Compactability Profile

This profile illustrates how readily a material undergoes changes in volume when compressed. It is a measure of how a powder can be changed into a tablet and the resulting strength of the tablet. A simple plot of compression force against the resulting tablet’s breaking strength is often referred to as a manufacturability plot. To compare various sized tablets, the compaction pressure is calculated by using applied force and punch cup area. A tablet’s solid fraction is an important parameter because small changes in solid fraction can affect tablet properties. Figure 1 illustrates a compactability profile for two excipients and a blend of the two generated on a single-station tablet press. The three samples have a magnesium stearate level of 0.5% for lubrication.

Jeremy Brinning

Tabletability Profile

To better understand tablet tensile strength’s relationship to force used in tablet compression, it is vital to plot the tablet tensile strength against compaction pressure. Both variables are normalised to the tablet area to facilitate comparison of tablets of different size or tablets compressed on other tablet presses.

In the tabletability profile in Figure 2, we see a typical formulation profile compressed on a single-station press. Each formulation contains a high drug load; one is a direct blend recipe and the other a wet granulated drug product. Tablets with a tensile strength of greater than 2 MPa are desired, and as neither formulation is found to form a suit- able compact at any pressure between 50 MPa and 300 MPa, further study should occur before expending efforts on a rotary tablet press.

Figure 3 illustrates the tabletability of the three samples measured for Figure 1. It is clear that microcrystalline cellulose (MCC), with 0.5% magnesium stearate, provides the strongest compact. This is due to the MCC plastic deformation characteristics. The lactose monohydrate, with 0.5% magnesium stearate, also provides a robust tablet at reasonable compaction pressures. By blending the two excipients, it’s possible to add functions to the formulation’s performance, including plastic and brittle deformation characteristics. A 3-to-1 ratio of lactose-to-MCC provides a slightly stronger tablet than one made from pure lactose.

Jeremy Brinning

Compressibility Profile

The compressibility profile illustrates how readily a material undergoes volume changes when compressed, and affects tablet properties like dissolution, hardness, and friability. Analysing tablet compressibility data will ensure the tablet quality throughout the R&D and manufacturing processes.

Figure 4 shows the compressibility profile of the same excipients as Figures 1 and 3.

Jeremy Brinning

Importance of the Rotary Tablet Press in R&D

The use of a rotary R&D press is the next step in planning tablet compression scale-up to meet client needs. Integrating this step into tableted product development allows additional study completion and provides data at larger-scale production that can be used for further scale-up and production considerations.

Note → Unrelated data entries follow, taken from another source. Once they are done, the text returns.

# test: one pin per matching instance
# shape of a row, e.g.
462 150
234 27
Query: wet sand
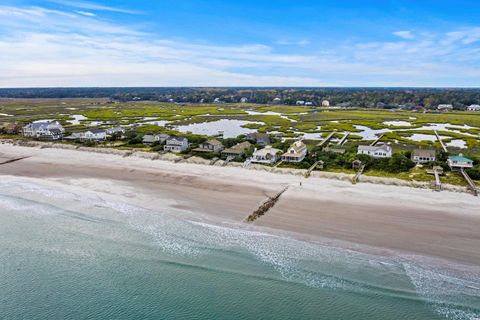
416 221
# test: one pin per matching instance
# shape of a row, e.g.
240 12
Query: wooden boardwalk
309 171
344 139
358 174
324 141
470 182
376 140
444 147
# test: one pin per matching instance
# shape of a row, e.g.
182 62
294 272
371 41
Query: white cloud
93 6
407 35
85 13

As previously shown in Figure 2, there is a stark contrast between compaction profiles of the direct compression blend compared to the wet granulation when completed on a single-station press versus a rotary press (as presented in Figure 5). The differences in moving to a large press with 30+ tooling stations will significantly change the compaction process even further. These changes can occur due to the pitch circle diameter of the tablet press turret, increases in the tangential punch velocity, and decreases in compression dwell time.

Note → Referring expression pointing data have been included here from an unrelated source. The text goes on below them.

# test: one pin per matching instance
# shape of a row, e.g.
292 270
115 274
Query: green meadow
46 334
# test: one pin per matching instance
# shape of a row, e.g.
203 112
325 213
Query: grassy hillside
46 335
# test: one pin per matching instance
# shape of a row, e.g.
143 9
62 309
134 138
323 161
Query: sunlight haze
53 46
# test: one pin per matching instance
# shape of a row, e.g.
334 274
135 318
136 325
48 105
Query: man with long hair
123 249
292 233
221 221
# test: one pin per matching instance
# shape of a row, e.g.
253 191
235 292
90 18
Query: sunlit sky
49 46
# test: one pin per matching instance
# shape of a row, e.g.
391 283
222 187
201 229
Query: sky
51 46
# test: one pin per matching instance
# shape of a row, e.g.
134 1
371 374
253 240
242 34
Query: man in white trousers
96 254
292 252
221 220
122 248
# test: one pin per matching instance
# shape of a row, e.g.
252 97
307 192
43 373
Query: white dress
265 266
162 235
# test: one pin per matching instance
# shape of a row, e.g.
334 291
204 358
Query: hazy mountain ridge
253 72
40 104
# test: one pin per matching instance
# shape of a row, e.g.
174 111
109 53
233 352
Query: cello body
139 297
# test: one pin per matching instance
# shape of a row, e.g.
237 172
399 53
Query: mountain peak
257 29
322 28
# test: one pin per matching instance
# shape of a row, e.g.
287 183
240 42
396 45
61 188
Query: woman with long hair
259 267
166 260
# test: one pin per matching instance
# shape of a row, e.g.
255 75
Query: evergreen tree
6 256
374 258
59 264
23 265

A simple strain rate study helps determine whether a blend produces an acceptable tablet at various turret speeds and dwell times. Figure 6 reveals that the strain rate-sensitive formulation will need almost twice the dwell time to produce a quality tablet compared with the wet granulation.

With respect to API, completing these tests can be costly, so what can be done to reduce costs? Discuss tablet compression tooling options with reputable vendors. Tooling manufacturers offer modifications that may reduce or solve the problem of reduced strain rate.